[identity profile] natural-blue-26.livejournal.com posting in [community profile] animorphslj

Now that the polar bear who my money is on as Marco has your attention, someone passed on this wonderful, quick, insane crack!fic spewing Mad Libs maker on [livejournal.com profile] fandomsecrets today, and since we've been a bit quiet around here lately (and there seems to be a generally appreciation for occasional silliness here), I just had to pay this forward..

Your challenge, should you choose to accept, is to go forth and make every (intentionally cracky) crack pairing tangent we've ever had at this comm look sane and well thought through, and then come back and post the results below in the comments for the amusement of all.

Go! :D
From: [identity profile] the-element-air.livejournal.com
(If this is too much, I apologize.)

It snowed a foot overnight. When they woke up, Elfangor and Visser Three went out to play. First, they made snow angels. Then they had a snowball fight and Elfangor hit Visser Three in his left nipple with a big eager iceball. It hurt a lot, but Elfangor kissed it lustfully and then it was all better.

Then they decided to make a snow man.

"We'll make a really hard snow man!" Elfangor said.

"Why don't we make a snow woman instead?" Visser Three said. "That would be more pantsless and politically correct."

"I know," Elfangor said. "We can make a snow fartbat. That way, we don't have to worry about gender politics."

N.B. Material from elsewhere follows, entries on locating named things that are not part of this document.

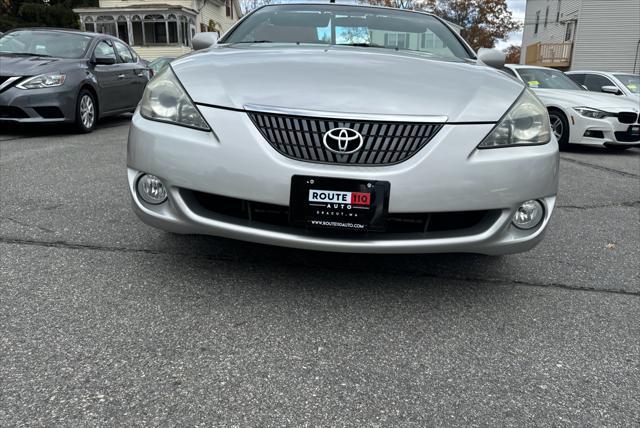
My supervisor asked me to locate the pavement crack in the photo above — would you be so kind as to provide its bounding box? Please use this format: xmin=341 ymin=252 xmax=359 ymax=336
xmin=556 ymin=201 xmax=640 ymax=210
xmin=0 ymin=237 xmax=640 ymax=297
xmin=3 ymin=217 xmax=56 ymax=233
xmin=560 ymin=156 xmax=640 ymax=179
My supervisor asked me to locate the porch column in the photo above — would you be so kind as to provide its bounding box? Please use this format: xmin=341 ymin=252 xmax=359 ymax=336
xmin=176 ymin=14 xmax=182 ymax=46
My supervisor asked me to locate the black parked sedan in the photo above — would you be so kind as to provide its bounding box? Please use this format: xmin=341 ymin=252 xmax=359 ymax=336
xmin=0 ymin=28 xmax=149 ymax=132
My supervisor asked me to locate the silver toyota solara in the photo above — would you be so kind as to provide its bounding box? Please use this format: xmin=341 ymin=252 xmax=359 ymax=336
xmin=128 ymin=4 xmax=558 ymax=254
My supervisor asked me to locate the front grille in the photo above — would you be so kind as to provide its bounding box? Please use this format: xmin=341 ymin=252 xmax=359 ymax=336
xmin=618 ymin=111 xmax=638 ymax=123
xmin=182 ymin=190 xmax=500 ymax=239
xmin=249 ymin=112 xmax=442 ymax=165
xmin=0 ymin=106 xmax=29 ymax=119
xmin=615 ymin=131 xmax=640 ymax=143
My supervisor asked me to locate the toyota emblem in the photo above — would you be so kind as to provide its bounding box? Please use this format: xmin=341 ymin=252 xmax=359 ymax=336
xmin=322 ymin=128 xmax=364 ymax=155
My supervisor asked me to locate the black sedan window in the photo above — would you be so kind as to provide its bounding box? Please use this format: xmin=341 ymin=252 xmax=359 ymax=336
xmin=0 ymin=30 xmax=91 ymax=58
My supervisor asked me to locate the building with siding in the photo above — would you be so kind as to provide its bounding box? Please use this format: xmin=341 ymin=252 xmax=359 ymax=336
xmin=73 ymin=0 xmax=242 ymax=60
xmin=520 ymin=0 xmax=640 ymax=73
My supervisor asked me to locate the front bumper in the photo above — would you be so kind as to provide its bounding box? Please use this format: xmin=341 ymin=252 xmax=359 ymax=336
xmin=128 ymin=106 xmax=558 ymax=254
xmin=0 ymin=85 xmax=78 ymax=123
xmin=569 ymin=112 xmax=640 ymax=146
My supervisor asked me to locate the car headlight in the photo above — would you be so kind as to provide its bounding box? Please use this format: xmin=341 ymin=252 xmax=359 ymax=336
xmin=140 ymin=67 xmax=210 ymax=131
xmin=478 ymin=89 xmax=551 ymax=149
xmin=573 ymin=107 xmax=611 ymax=119
xmin=16 ymin=73 xmax=67 ymax=89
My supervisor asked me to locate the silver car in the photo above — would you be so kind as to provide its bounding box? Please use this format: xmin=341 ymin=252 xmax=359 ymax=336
xmin=128 ymin=4 xmax=558 ymax=254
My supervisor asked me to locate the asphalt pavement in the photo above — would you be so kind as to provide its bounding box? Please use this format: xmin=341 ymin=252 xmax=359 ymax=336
xmin=0 ymin=116 xmax=640 ymax=426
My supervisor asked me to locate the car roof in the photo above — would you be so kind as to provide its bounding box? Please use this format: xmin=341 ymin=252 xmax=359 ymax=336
xmin=567 ymin=70 xmax=637 ymax=76
xmin=11 ymin=27 xmax=99 ymax=37
xmin=258 ymin=0 xmax=438 ymax=18
xmin=504 ymin=64 xmax=560 ymax=71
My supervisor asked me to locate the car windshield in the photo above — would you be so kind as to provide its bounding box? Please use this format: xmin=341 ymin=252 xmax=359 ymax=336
xmin=220 ymin=4 xmax=472 ymax=60
xmin=516 ymin=68 xmax=584 ymax=91
xmin=0 ymin=30 xmax=91 ymax=58
xmin=614 ymin=74 xmax=640 ymax=94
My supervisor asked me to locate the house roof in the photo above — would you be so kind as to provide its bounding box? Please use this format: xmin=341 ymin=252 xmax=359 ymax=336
xmin=73 ymin=3 xmax=198 ymax=15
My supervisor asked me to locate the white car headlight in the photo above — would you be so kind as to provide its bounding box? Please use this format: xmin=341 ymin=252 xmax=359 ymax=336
xmin=573 ymin=107 xmax=612 ymax=119
xmin=478 ymin=89 xmax=551 ymax=149
xmin=140 ymin=67 xmax=210 ymax=131
xmin=16 ymin=73 xmax=67 ymax=89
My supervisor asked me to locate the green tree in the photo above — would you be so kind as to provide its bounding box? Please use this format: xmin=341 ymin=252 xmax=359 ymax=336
xmin=0 ymin=0 xmax=98 ymax=31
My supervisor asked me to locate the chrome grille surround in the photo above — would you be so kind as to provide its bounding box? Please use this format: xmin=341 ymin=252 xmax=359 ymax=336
xmin=247 ymin=111 xmax=443 ymax=166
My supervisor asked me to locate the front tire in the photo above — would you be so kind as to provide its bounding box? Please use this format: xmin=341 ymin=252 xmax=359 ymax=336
xmin=549 ymin=109 xmax=569 ymax=150
xmin=76 ymin=89 xmax=98 ymax=134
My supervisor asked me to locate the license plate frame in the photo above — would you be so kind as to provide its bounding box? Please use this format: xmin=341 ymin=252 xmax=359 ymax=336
xmin=289 ymin=175 xmax=391 ymax=232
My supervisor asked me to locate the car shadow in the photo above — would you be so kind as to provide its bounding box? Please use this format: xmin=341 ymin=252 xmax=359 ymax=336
xmin=156 ymin=234 xmax=504 ymax=281
xmin=0 ymin=113 xmax=132 ymax=140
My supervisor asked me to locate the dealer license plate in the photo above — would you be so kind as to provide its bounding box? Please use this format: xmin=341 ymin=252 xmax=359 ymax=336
xmin=289 ymin=175 xmax=391 ymax=232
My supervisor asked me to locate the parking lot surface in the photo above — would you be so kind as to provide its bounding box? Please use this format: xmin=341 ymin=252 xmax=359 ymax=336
xmin=0 ymin=116 xmax=640 ymax=426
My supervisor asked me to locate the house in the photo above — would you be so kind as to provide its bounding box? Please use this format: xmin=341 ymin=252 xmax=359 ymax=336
xmin=520 ymin=0 xmax=640 ymax=73
xmin=73 ymin=0 xmax=242 ymax=60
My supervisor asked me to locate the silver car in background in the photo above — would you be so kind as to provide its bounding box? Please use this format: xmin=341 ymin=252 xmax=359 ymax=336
xmin=128 ymin=4 xmax=558 ymax=254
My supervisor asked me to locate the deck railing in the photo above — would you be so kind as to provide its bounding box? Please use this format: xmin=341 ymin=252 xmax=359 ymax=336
xmin=525 ymin=42 xmax=573 ymax=67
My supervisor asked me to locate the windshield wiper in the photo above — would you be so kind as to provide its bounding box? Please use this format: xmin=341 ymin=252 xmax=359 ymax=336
xmin=0 ymin=51 xmax=51 ymax=58
xmin=335 ymin=43 xmax=390 ymax=50
xmin=229 ymin=40 xmax=276 ymax=45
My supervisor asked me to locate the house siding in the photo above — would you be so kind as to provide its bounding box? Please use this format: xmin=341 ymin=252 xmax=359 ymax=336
xmin=571 ymin=0 xmax=640 ymax=73
xmin=99 ymin=0 xmax=195 ymax=9
xmin=520 ymin=0 xmax=580 ymax=64
xmin=198 ymin=1 xmax=237 ymax=35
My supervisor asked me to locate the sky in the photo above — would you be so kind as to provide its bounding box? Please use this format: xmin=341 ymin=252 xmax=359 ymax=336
xmin=496 ymin=0 xmax=527 ymax=50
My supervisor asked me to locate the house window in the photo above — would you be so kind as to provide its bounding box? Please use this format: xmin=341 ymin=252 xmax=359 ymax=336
xmin=96 ymin=16 xmax=116 ymax=36
xmin=544 ymin=6 xmax=549 ymax=28
xmin=564 ymin=22 xmax=575 ymax=42
xmin=224 ymin=0 xmax=233 ymax=19
xmin=84 ymin=16 xmax=96 ymax=32
xmin=143 ymin=14 xmax=168 ymax=45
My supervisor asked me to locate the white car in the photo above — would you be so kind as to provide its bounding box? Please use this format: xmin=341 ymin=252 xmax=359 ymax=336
xmin=504 ymin=64 xmax=640 ymax=150
xmin=566 ymin=71 xmax=640 ymax=103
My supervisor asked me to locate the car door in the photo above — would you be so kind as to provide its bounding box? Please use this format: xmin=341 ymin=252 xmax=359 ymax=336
xmin=113 ymin=40 xmax=148 ymax=109
xmin=93 ymin=39 xmax=120 ymax=114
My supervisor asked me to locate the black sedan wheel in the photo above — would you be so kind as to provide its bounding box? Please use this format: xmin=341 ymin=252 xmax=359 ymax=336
xmin=76 ymin=89 xmax=97 ymax=133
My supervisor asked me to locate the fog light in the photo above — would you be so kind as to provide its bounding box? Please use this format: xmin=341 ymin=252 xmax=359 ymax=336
xmin=138 ymin=174 xmax=167 ymax=205
xmin=511 ymin=201 xmax=544 ymax=229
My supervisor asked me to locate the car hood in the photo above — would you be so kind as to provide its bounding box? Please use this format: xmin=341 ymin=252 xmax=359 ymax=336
xmin=0 ymin=55 xmax=81 ymax=76
xmin=533 ymin=89 xmax=638 ymax=112
xmin=171 ymin=45 xmax=524 ymax=122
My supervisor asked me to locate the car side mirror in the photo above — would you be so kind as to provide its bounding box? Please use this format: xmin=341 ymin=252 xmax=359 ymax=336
xmin=191 ymin=31 xmax=218 ymax=51
xmin=600 ymin=85 xmax=620 ymax=95
xmin=478 ymin=48 xmax=507 ymax=69
xmin=95 ymin=56 xmax=116 ymax=65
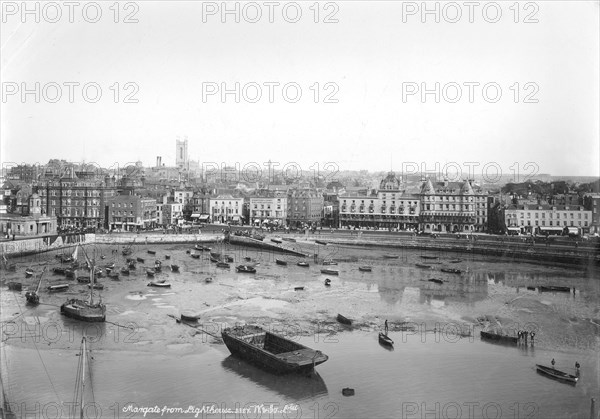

So they rolled the snow up eagerly and made an irresistable snow fartbat. Elfangor put on a children's card game for the pinkie finger. The fartbat was almost as big as Visser Three.

"It looks erect," Elfangor said teasingly. "But it seems like it's missing something."

"Here," Visser Three said and held up a horny dildo. "I found this next to a strip joint." He put the dildo onto the fartbat's head.

It was perfect. For about a minute. Then the fartbat, even though it was just made of snow, started to move and growl like a teammate's boyfriend's wooden bat to Nancy Kerrigan's knees.

Visser Three screamed quickly and ran but the snow fartbat chased him until he tripped over a tree root. Then the snow fartbat farted him gingerly.

"Nobody does that to my little Bulbous Broken Condom," Elfangor screamed. He grabbed an icicle and stabbed the snow fartbat through the flank. It fell down and Elfangor kicked it apart until it was just a bunch of snow again.

"You saved me!" Visser Three said and they shared an embrace in the snow before going in for hot chocolate.

The dildo lay in the yard until a vibrating child picked it up and took it home.